Спать на дне, средь чудовищ морских,
Почему им, безумным, дороже,
Чем в могучих объятьях моих
На торжественном княжеском ложе?
И порой мне завидна судьба
Парня с белой пастушеской дудкой
На лугу, где девичья гурьба
Так довольна его прибауткой».
Эти крики заслышав, Вольга
Выходил и поглядывал хмуро,
Надевал тетиву на рога
Беловежского старого тура.[1]
[1] Николай Гумилёв.
Змей. У данного опуса имеется весьма занимательная концовка, но у
нас приличное, гетеросексуальное произведение! Особо
любопытствующие могут ознакомиться с ней самостоятельно.
Жизнь штука переменчивая: то дарит
радость, то бьёт исподтишка, а иногда и прямо в лоб! В общем,
испытывает нас на прочность самыми извращёнными способами.
Вот и мой маленький мирок в одночасье разбился о суровую
правду: перед очередным утренником я застукала Деда Мороза в тёмном
углу с бутылочкой коньяка.
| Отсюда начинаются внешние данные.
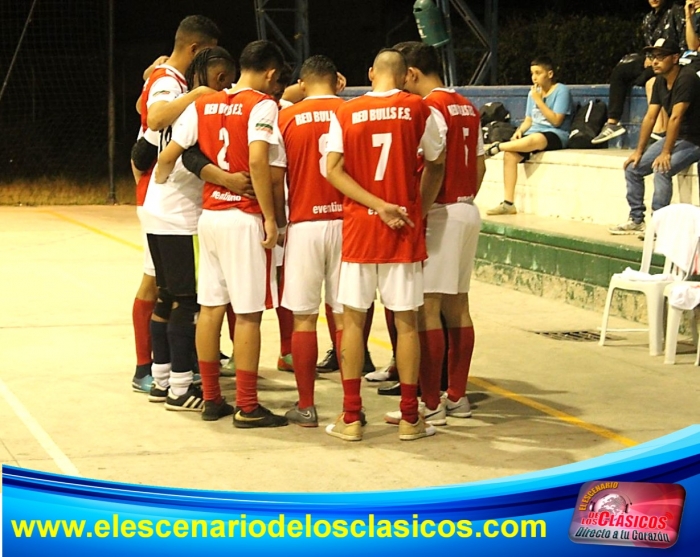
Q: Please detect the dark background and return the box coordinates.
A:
[0,0,680,184]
Приспущенная борода и жадное бульканье
«напитка для взрослых» говорили сами за себя. С тех пор я не
поцеловала ни одной лягушки, даже самой распрекрасной! Наверное,
зря. Возможно, кто-нибудь из них всё-таки превратился бы в
прекрасного прынца, и кривая дорожка обошла стороной...
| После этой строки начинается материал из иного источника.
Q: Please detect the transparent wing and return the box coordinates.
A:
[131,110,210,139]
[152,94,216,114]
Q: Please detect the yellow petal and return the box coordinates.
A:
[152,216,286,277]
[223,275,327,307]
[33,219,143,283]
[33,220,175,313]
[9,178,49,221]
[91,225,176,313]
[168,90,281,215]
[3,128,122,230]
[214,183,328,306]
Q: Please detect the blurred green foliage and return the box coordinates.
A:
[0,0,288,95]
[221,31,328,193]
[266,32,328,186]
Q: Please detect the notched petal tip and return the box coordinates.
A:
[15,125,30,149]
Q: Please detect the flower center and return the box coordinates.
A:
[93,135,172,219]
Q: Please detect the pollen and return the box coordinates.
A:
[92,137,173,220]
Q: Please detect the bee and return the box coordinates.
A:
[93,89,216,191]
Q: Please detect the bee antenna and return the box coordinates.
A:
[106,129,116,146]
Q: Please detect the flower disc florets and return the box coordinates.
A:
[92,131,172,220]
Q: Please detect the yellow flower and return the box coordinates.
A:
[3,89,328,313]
Но дело, конечно, было не только в отсутствии заколдованных жаб,
коней (или иных транспортных средств) с прилагаемыми всадниками и
прочих представителей чудесной любви, что так трепетно ждёт каждая
уважающая себя девушка. Я тоже хотела чего-то в этом роде, но,
видимо, недостаточно ретиво, предпочитая тратить время на милое
сердцу дело, нежели на эксперименты в области лобзания земноводных.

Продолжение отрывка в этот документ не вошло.